Timur Bekmambetov's trilogy of vampires, witches and curses existing in modern Russia begins nicely with this gem - Nochnoy Dozor (English title 'Night Watch'). It has proven to be one of the most successful Russian films of recent years and has divided audiences.
The story begins with an ancient and bloody war between the forces of good and evil. These warring factions come to a peaceful arrangement, laying down a sort of vampire Magna Carta. This being the roots of the present situation which has urban vampires and witches that are policed and kept on a register by the Night Watch (who are invisible to normal people and look like tv repair men). Biting necks and practising black magic is thereby a breach of the vampire/witch's agreement, but of course those buggers won't abide by simple laws. The first scene is breathtaking, a man in a grotty council estate attempting to solicit the services of a witch so he can have his wife back.

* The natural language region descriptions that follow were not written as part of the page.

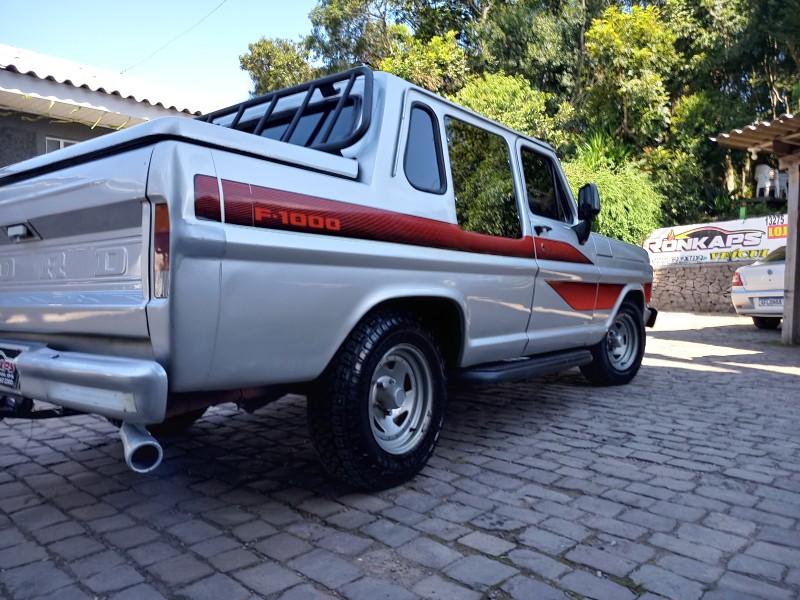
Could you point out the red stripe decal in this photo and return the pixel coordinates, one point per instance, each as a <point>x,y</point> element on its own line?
<point>276,209</point>
<point>206,198</point>
<point>558,251</point>
<point>587,296</point>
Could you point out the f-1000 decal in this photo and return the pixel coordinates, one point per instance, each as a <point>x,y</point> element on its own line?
<point>257,206</point>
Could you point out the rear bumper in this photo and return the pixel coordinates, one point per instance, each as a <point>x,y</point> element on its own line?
<point>128,389</point>
<point>650,315</point>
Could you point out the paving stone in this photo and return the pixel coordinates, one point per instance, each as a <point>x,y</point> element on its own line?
<point>667,583</point>
<point>545,541</point>
<point>269,578</point>
<point>573,531</point>
<point>442,529</point>
<point>598,506</point>
<point>214,546</point>
<point>687,548</point>
<point>194,531</point>
<point>180,570</point>
<point>233,559</point>
<point>538,563</point>
<point>615,527</point>
<point>215,587</point>
<point>34,581</point>
<point>479,571</point>
<point>772,552</point>
<point>693,569</point>
<point>748,585</point>
<point>601,560</point>
<point>326,568</point>
<point>115,578</point>
<point>149,554</point>
<point>595,587</point>
<point>711,537</point>
<point>429,553</point>
<point>369,588</point>
<point>345,543</point>
<point>525,588</point>
<point>389,533</point>
<point>488,544</point>
<point>436,588</point>
<point>21,554</point>
<point>305,592</point>
<point>750,565</point>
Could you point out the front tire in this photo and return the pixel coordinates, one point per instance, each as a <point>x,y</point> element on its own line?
<point>618,356</point>
<point>767,322</point>
<point>376,414</point>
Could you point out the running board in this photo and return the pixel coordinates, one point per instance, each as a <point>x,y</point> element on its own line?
<point>523,368</point>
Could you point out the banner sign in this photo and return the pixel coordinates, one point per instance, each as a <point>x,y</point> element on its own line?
<point>726,241</point>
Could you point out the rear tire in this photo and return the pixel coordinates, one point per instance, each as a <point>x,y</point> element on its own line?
<point>376,414</point>
<point>618,356</point>
<point>767,322</point>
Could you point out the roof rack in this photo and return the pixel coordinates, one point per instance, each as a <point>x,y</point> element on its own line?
<point>329,114</point>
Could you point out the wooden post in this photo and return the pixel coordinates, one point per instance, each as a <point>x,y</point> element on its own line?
<point>791,300</point>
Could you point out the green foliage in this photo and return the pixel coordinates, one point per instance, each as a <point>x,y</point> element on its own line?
<point>276,63</point>
<point>511,100</point>
<point>632,54</point>
<point>346,33</point>
<point>438,64</point>
<point>630,202</point>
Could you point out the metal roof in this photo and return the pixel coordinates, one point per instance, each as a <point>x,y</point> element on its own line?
<point>779,136</point>
<point>61,89</point>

This scene is unforgettable, the rest of the film doesn't actually better it. But there is still plenty to admire through out, such as the ancient prophecy that slowly unfolds as the film descends to its traumatic ending.
The vampires are very nice, too. A vast improvement to the 90s Hollywood output such as the bloodsuckers of John Carpenter's Vampires or the Forsaken. Neither being particularly scary or original. These Russian vamps are gritty and dirty like drug-dealers thirsting for their next hit of blood. The vampires are quite pitiful at times. One newly converted girl ends up a helpless scavenger in a negligee, trailing the nights with an unbearable hunger. There is another chap called 'the hairdresser' who wields a pair of scissors while he's attacking his victims.
The main hero is a very ordinary man with big flaws, who's also coming to terms with his newly acquired vampirism. He seems to be one of the Night Watch's main agents and they have him team up with a stuffed owl that turns into a real owl and then into a girl!!! There is plenty of moulting in the bath, feathers everywhere. This is a bizarre film but always watchable. There are lots of lovely touches like the buzzing flies that appear whenever the Night Watch are close by.
It clearly travels the road of commercialised cinema, employing the visual stylings of music videos, The Matrix and Fight Club. But something unique courses through this film's veins, an aspect of realism. The witches live in council estates, the vampires are into designer labels. There is a painful sense of addiction to the blood-drinking scenes. The film is rooted in contemporary Russian culture, in the same way Balabanov's Brother was. All of these vampire plot shenanigans are also meant to be symbolic of modern Russia and its social ills. Don't ask me to explain it, but there's definitely something going on between the lines.
The one problem I had was the climax, it did not quite pack the punch it intended. There is also a misjudged insertion of a video-game GAME OVER scene at a crucial dramatic point which frankly looks ridiculous. All of this is forgivable, judging by the abundance of ideas, style and tension that came before it.
Night Watch is a bizarre English-subtitled Russian horror... but watch it for five minutes and you will be hooked. The film works hard to play with the rules of a tired genre and comes up trumps. Vampires being oppressed by an ancient legal system - now that's original. Similar themed flicks like The Creed are not even in the same league. There's a sequel come out soon too, 'Day Watch'. Overall, Night Watch is a touch of class (with the odd crap bit thrown in), it's easily destined to be a cult classic.